NEW YORK CITY (KFSN) -- Many lung cancer patients who have never smoked and don't work around toxic chemicals or carcinogens have been found instead to have a defective gene that drives their cancer. Now, an FDA- approved therapy is targeting what doctors call ALK positive cancer, helping push patients toward remission.



Most mornings, you'll find Bruce Dunbar powering through a workout with the Westchester, New York, Master's swim club. Bruce was a high school All-American and captain of the Princeton swim team. Now at 52, swimming is good for his body, and his mind.



Dunbar told Ivanhoe, "The truth is, it's a chance to think about what the day has in store. What life has in store."
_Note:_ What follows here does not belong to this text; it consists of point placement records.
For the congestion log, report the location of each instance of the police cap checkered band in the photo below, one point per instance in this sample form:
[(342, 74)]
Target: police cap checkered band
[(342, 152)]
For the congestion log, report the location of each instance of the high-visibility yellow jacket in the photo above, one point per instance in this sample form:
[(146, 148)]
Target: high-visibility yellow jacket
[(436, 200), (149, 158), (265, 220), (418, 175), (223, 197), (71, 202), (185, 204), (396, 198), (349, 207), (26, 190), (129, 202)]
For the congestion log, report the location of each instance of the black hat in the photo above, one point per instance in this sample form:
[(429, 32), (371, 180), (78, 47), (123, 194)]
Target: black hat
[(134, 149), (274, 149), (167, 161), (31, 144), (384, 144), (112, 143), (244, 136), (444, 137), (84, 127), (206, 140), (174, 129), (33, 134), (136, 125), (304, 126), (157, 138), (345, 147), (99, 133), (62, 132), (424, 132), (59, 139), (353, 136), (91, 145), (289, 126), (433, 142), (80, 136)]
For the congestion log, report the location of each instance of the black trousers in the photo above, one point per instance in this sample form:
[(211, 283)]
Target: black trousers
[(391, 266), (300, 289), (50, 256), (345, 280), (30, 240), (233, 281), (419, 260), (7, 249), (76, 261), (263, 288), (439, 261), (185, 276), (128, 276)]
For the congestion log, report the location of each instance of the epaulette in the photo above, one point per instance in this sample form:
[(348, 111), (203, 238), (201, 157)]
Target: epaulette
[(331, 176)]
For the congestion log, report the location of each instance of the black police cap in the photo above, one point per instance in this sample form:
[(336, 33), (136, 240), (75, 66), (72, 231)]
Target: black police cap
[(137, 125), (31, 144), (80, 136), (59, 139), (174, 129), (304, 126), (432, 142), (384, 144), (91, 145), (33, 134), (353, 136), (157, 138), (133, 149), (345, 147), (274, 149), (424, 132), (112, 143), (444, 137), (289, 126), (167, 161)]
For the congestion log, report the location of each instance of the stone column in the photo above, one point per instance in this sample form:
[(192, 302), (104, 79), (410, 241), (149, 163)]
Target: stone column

Two years ago, Dunbar's life was flipped upside down. What doctors first thought was asthma or pneumonia was finally diagnosed as stage four lung cancer. It had spread to his spine and his brain.



"As it turns out, I had 26 lesions in my brain," Dunbar said.



Dunbar never smoked. His doctors determined he had a gene mutation driving the cancer.



"Bruce wound up having something called an ALK rearrangement, which is a mutation, different parts of the chromosome fused together, and fortunately, that has amazing drugs now," said Brendon Stiles, MD, Thoracic Surgeon at Weill Cornell Medicine & NY-Presbyterian.



In fact, just one month before Dunbar was diagnosed, the FDA approved Alecensa and his oncologist prescribed it. Four pills twice a day.



Now more than 20 months later, Dunbar has just three tumors in his brain. The tumor in his lung is only one-tenth of what it used to be.



"In November of 2017 when I was diagnosed I wasn't sure I was going to live, let alone get back in a pool again," Dunbar said.



Back swimming and competing as long as he can.



Doctors say eventually the drug will stop working and the cancer will regrow. The hope is that the targeted therapy works long enough for researchers to refine the next generation of the drug, or add another treatment, like immunotherapy to keep Dunbar going. Bruce says he has had some minimal side effects from the drug including fatigue, weight gain, and a suppressed heart rate.